Emek, kendimizi ortaya koyma biçimimiz olacakken, kendimize yabancılaştığımız, kendimizle kavgaya tutuştuğumuz bir kavrama dönüştü. Üretmek, evet, hayatta kalmak için gerekli. Ama yarına uyanabilmek için yeterli değil. Bizi onlarca saat çalıştıran, maddi karşılığından bağımsız “emeğine sağlık”, “teşekkürler” cümlelerini çok gören hatta sorumluluklarımızın teşekküre tâbi olmadığını savunan işverenlerin olduğu bir iş yerine gitmeye ikna edebilir mi? Emeğin değersizleştirildiği, değer üretmenin anlamını yitirdiği bir çağdayız. Çalışmanın bizi ne zaman özgürleştireceği değil belki de mesele! Bu kadar çok çalışmamıza rağmen, onca çabaya rağmen neden hâlâ özgür olamadığımızı sormalıyız artık. Belki de cevap çok basit: Çünkü bu sistemde özgürlük vaat değil, ödül. Burada aslolan çalışan emeği değil, işverenin kârı. Çünkü çalışmak bir değer değil, sadece itaat etmenin başka bir tezahürü. İşverenin kendini bizim üzerimizden değerli hissetmesine ne kadar tahammül edebiliyoruz, sahi? Yine de umut var. Hem Benjamin demiyor muydu?:
“İçimizdeki umudun ölmemesini sağlamakla yükümlüyüz. Zira bizdeki umut sönerse, kendini kötü hisseden kişinin içindeki umut da söner.”
Çünkü kolektif emek, yalnızlık üretmez. Çünkü emek bilinci, zincirleri kırabilir. Çünkü görünür olan emek, değer kazanır. O hâlde çalışanı kutsamayalım, onu koruyalım. Üretimi putlaştırmayalım, anlamlı ve değerli üretime alan açalım.

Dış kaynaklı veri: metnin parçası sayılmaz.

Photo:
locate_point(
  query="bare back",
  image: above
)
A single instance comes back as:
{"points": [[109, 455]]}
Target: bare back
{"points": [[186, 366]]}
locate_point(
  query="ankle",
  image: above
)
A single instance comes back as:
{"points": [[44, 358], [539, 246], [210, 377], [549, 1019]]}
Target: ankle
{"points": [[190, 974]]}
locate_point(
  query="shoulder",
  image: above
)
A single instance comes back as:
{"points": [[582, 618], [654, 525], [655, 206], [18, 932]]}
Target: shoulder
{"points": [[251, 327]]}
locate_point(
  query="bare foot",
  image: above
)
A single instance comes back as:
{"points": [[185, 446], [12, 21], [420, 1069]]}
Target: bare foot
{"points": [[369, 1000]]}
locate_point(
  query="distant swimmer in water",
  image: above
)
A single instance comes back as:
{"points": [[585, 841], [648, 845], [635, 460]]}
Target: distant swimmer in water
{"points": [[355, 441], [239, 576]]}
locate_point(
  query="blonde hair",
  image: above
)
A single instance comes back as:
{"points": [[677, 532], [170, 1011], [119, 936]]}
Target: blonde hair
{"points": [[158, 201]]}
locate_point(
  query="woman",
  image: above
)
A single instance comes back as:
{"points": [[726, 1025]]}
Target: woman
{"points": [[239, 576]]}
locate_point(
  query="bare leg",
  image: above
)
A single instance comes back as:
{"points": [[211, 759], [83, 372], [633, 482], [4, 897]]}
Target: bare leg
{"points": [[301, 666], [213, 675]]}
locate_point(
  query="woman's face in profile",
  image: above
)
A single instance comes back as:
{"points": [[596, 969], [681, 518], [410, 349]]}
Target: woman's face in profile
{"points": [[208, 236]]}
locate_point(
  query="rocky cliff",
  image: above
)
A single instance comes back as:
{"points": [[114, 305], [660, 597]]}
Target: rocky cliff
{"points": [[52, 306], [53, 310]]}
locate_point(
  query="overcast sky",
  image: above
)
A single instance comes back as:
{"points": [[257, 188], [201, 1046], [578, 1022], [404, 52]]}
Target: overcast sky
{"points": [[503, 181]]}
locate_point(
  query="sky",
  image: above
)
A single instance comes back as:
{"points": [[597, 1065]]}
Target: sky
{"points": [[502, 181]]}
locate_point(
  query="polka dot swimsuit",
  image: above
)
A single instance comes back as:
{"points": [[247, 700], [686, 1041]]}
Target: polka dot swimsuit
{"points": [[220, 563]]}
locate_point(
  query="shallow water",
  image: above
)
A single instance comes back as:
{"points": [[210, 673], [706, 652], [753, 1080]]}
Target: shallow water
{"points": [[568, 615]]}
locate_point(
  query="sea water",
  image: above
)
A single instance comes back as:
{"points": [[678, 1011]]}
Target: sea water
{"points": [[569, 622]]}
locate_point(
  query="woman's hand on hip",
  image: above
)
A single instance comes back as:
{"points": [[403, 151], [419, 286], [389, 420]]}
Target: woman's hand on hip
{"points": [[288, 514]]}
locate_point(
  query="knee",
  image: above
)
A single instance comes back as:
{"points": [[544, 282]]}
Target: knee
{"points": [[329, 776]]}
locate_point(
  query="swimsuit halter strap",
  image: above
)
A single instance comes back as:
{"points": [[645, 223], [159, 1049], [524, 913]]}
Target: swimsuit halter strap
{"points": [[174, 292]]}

Bireysel çabayı romantize etmeyelim, emeği görünür kılacak alanlar açalım. Belki de ancak o zaman çalışmak özgürleştirebilir.
Kaynakça
Arendt, H. (1994). İnsanlık Durumu (Çev. Bahadır Sina Şener). İletişim Yayınları.
Benjamin, W. (2022). Tarih Kavramı Üzerine (Çev. Ahmet Cemal). Metis Yayınları.
Edouard Louis. (2021). Babamı Kim Öldürdü (Çev. Siren İdemen). Can Yayınları.
Fromm, E. (1992). Sahip Olmak ya da Olmak (Çev. Ahmet Fethi). Say Yayınları.
Raoul Vaneigem. (2020). Gençler İçin Hayat Bilgisi El Kitabı – Gündelik Hayatta Devrim. Ayrıntı Yayınları.
Nişanyan, S. (n.d.). Nişanyan Sözlük – Çağdaş Türkçenin Etimolojisi. Liberus Yayınları.